At a press conference last October, UN Secretary-General Antonio Guterres– in response to a question on proposed US funding cuts– told reporters: “Until now, the United States has not put into question the assessed contributions to the United Nations”.

He said there have been decisions to withdraw support from different agencies whose work is not agreed by the United States, but there has not been a disruption of the funding from the assessed contributions, both for the normal function of the Secretariat and of peacekeeping.

“And, of course, we are doing everything we can in order to make sure that we can overcome the difficulties that have happened in relations to agencies like UNRWA [UN Relief and Works Agency] or UNFPA [UN Population Fund] that we consider to have a very important function that needs to be maintained,” he added.

Meanwhile, US National Security Adviser John Bolton rejected the argument that Washington will not be able to cut funding to the Human Rights Council because the Council’s operating expenses are funded through assessed contributions.

In an interview with Associated Press (AP), Bolton was quoted as saying: “We’ll calculate 22 percent of the Human Rights Council and the High Commissioner’s budget, and our remittances to the UN for this budget year will be less 22 percent of those costs — and we’ll say specifically that’s what we’re doing.”

Ambassador Chowdhury told IPS that another important element in his scale-reduction strategy by Holbrooke was a carrot –- namely paying up of all US arrears to UN amounting to $300 million plus, blocked by US Senator Jesse Helms as Chairman of Senate Foreign Relations Committee.

“That was also a considerable inducement.”

“In this context, I would say that it is nothing new for the UN to suffer due to US actions for not paying the assessed annual contribution on time, withholding part of the contribution on some excuse, proposing the reduction of the scale (in fact. since UN founding, US scale has come down from 30 percent to current 22 percent) etc.”

“I believe it would be smart on the part of the general UN membership and UN’s Senior Management leadership not to succumb to such eventualities as the US decides to lessen its multilateral engagements.”

“Yes, I agree that on time, in full and without condition payment of assessed contribution is a Charter obligation.
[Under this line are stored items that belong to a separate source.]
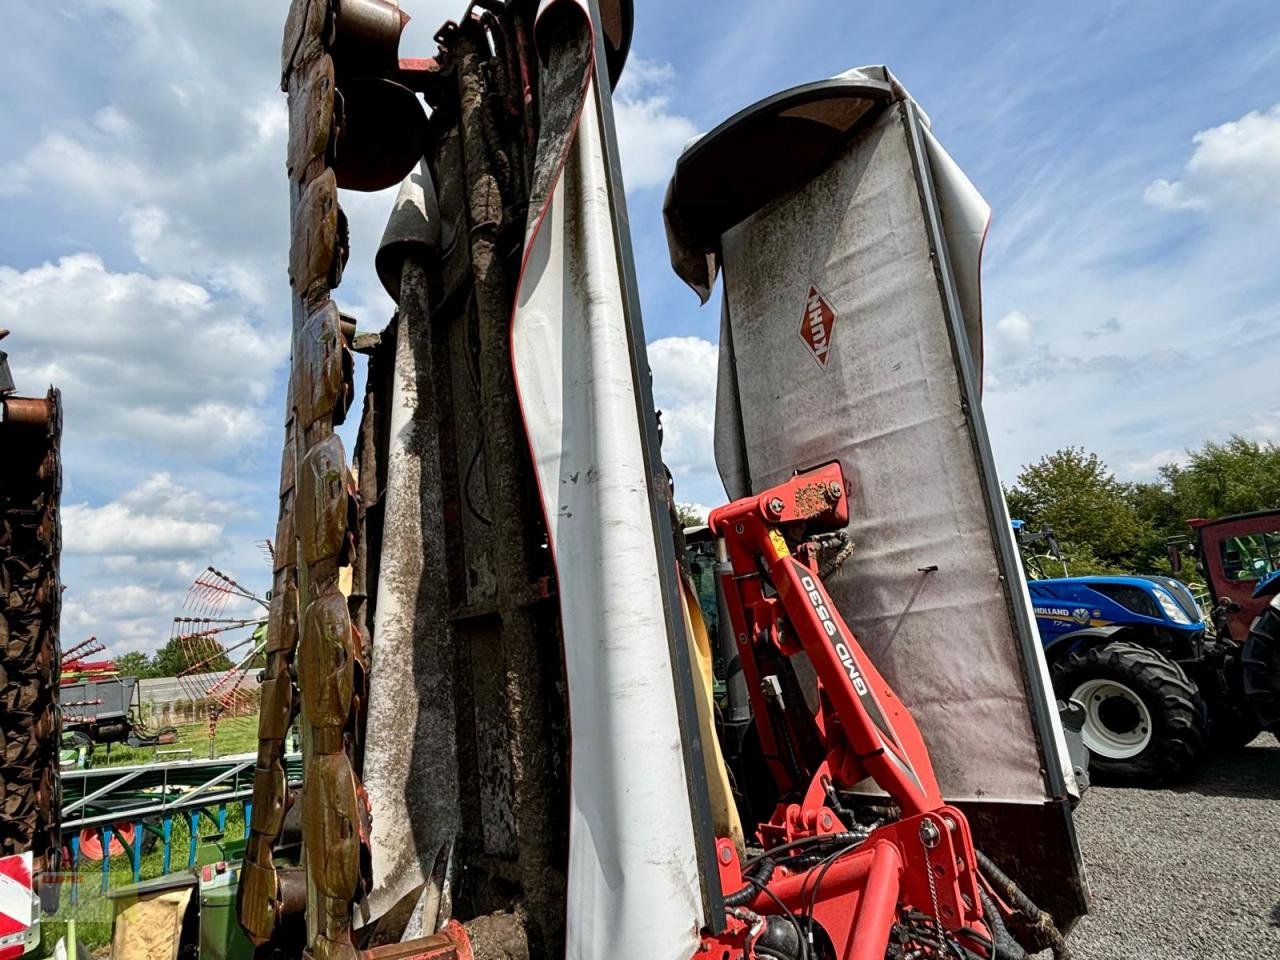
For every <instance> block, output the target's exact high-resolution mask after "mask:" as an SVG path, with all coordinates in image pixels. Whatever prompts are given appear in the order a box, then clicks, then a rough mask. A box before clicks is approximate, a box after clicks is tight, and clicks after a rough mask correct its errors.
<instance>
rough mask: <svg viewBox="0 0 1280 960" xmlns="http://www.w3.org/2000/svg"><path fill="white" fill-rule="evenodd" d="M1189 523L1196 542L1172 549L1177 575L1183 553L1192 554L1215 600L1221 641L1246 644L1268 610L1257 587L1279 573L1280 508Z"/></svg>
mask: <svg viewBox="0 0 1280 960" xmlns="http://www.w3.org/2000/svg"><path fill="white" fill-rule="evenodd" d="M1187 524H1188V526H1190V527H1192V531H1193V538H1194V539H1193V540H1190V541H1185V540H1181V539H1179V540H1174V541H1170V544H1169V557H1170V561H1171V563H1172V566H1174V570H1175V571H1180V570H1181V567H1183V564H1184V559H1183V557H1181V550H1183V549H1187V552H1188V553H1190V554H1192V556H1193V557H1194V558H1196V567H1197V568H1198V571H1199V572H1201V573H1202V575H1203V577H1204V581H1206V585H1207V588H1208V591H1210V596H1211V598H1212V604H1213V625H1215V627H1216V628H1217V632H1219V636H1222V637H1224V639H1229V640H1233V641H1234V643H1236V644H1240V643H1244V639H1245V637H1247V636H1248V634H1249V626H1251V625H1252V623H1253V621H1254V620H1256V618H1257V617H1258V614H1261V613H1262V611H1263V609H1265V608H1266V605H1267V600H1266V598H1263V596H1261V595H1257V588H1258V586H1260V584H1261V582H1262V581H1263V580H1266V579H1267V577H1268V576H1274V575H1275V573H1276V571H1280V509H1271V511H1260V512H1257V513H1240V515H1236V516H1233V517H1221V518H1219V520H1188V521H1187Z"/></svg>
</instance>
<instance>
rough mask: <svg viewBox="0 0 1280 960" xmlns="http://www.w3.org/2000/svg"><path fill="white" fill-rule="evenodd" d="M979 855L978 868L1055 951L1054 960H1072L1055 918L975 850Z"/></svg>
mask: <svg viewBox="0 0 1280 960" xmlns="http://www.w3.org/2000/svg"><path fill="white" fill-rule="evenodd" d="M974 852H975V854H977V855H978V867H979V868H980V869H982V873H983V876H984V877H986V878H987V882H988V883H991V886H992V887H995V888H996V892H997V893H1000V896H1001V897H1002V899H1004V900H1005V901H1006V902H1007V904H1009V905H1010V906H1012V908H1014V909H1015V910H1016V911H1018V913H1020V914H1023V915H1024V916H1025V918H1027V920H1028V923H1030V928H1032V929H1033V931H1034V932H1036V933H1037V934H1038V936H1039V937H1042V940H1043V943H1044V946H1047V947H1048V948H1050V950H1052V951H1053V960H1071V950H1070V947H1068V946H1066V940H1065V938H1064V937H1062V932H1061V931H1060V929H1059V928H1057V924H1056V923H1053V918H1052V916H1050V915H1048V914H1047V913H1044V911H1043V910H1041V909H1039V908H1038V906H1037V905H1036V904H1034V902H1033V901H1032V899H1030V897H1029V896H1027V895H1025V893H1024V892H1023V890H1021V887H1019V886H1018V884H1016V883H1014V882H1012V881H1011V879H1010V878H1009V876H1007V874H1006V873H1005V872H1004V870H1001V869H1000V868H998V867H996V864H995V863H993V861H992V859H991V858H989V856H987V855H986V854H984V852H982V851H980V850H974Z"/></svg>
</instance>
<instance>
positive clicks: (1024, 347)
mask: <svg viewBox="0 0 1280 960" xmlns="http://www.w3.org/2000/svg"><path fill="white" fill-rule="evenodd" d="M992 347H993V348H995V349H993V352H997V351H998V352H1000V353H1002V355H1004V356H1005V357H1007V358H1018V357H1023V356H1025V355H1027V353H1028V352H1029V351H1030V348H1032V321H1030V320H1029V319H1028V316H1027V314H1024V312H1023V311H1021V310H1010V311H1009V312H1007V314H1005V315H1004V316H1002V317H1000V320H997V321H996V338H995V343H992Z"/></svg>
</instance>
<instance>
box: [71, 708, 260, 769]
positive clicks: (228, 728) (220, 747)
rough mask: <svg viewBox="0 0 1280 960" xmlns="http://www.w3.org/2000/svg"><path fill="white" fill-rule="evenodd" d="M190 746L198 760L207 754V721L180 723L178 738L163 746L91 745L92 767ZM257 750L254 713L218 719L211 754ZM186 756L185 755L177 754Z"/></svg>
mask: <svg viewBox="0 0 1280 960" xmlns="http://www.w3.org/2000/svg"><path fill="white" fill-rule="evenodd" d="M183 748H189V749H191V759H193V760H200V759H207V758H209V723H206V722H204V721H198V722H196V723H182V724H179V726H178V742H177V744H169V745H166V746H159V748H156V746H140V748H134V746H129V745H127V744H111V749H110V751H109V750H108V749H106V746H97V748H95V749H93V767H95V768H99V767H129V765H134V764H141V763H151V762H152V760H155V759H156V750H180V749H183ZM255 750H257V714H256V713H255V714H252V716H250V717H224V718H223V719H220V721H218V730H216V732H215V736H214V756H230V755H233V754H247V753H253V751H255ZM178 759H186V758H178Z"/></svg>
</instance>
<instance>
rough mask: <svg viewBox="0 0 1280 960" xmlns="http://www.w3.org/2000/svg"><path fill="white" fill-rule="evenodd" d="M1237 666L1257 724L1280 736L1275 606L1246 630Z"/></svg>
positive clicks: (1276, 609) (1264, 611)
mask: <svg viewBox="0 0 1280 960" xmlns="http://www.w3.org/2000/svg"><path fill="white" fill-rule="evenodd" d="M1240 666H1242V672H1243V685H1244V692H1245V695H1247V696H1248V699H1249V705H1251V707H1252V708H1253V712H1254V713H1256V716H1257V717H1258V722H1260V724H1261V726H1262V727H1263V728H1266V730H1270V731H1271V732H1272V733H1276V735H1277V736H1280V607H1277V605H1276V604H1275V602H1272V603H1271V605H1268V607H1266V608H1263V611H1262V613H1261V614H1260V616H1258V618H1257V620H1254V621H1253V625H1252V626H1251V627H1249V637H1248V639H1247V640H1245V641H1244V652H1243V655H1242V663H1240Z"/></svg>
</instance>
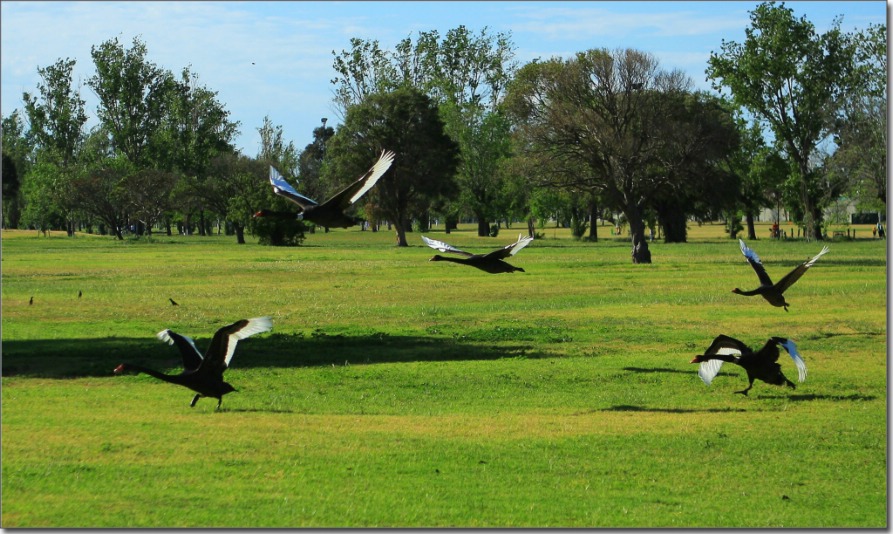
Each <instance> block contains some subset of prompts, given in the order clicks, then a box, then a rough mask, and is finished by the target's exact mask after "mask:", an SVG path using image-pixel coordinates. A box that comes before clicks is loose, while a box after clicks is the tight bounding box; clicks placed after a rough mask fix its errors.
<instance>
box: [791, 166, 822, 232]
mask: <svg viewBox="0 0 893 534" xmlns="http://www.w3.org/2000/svg"><path fill="white" fill-rule="evenodd" d="M796 159H797V167H798V169H799V171H800V202H802V203H803V236H804V237H805V238H806V240H807V241H810V240H812V239H822V234H821V232H816V218H815V211H816V210H815V204H814V203H813V201H812V197H810V196H809V162H808V161H807V159H806V158H801V157H799V155H798V157H797V158H796Z"/></svg>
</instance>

But UN has not done anything to enforce this obligation.”

He said “contribution or absence of it” by the largest payer and the host country of UN should not have a negative impact on the policy direction and activities of the world body.

The UN needs to internalize the culture of doing more with less – motivation and inspiration to be of service to humanity should not be dependent on availability of “funds” only, he declared.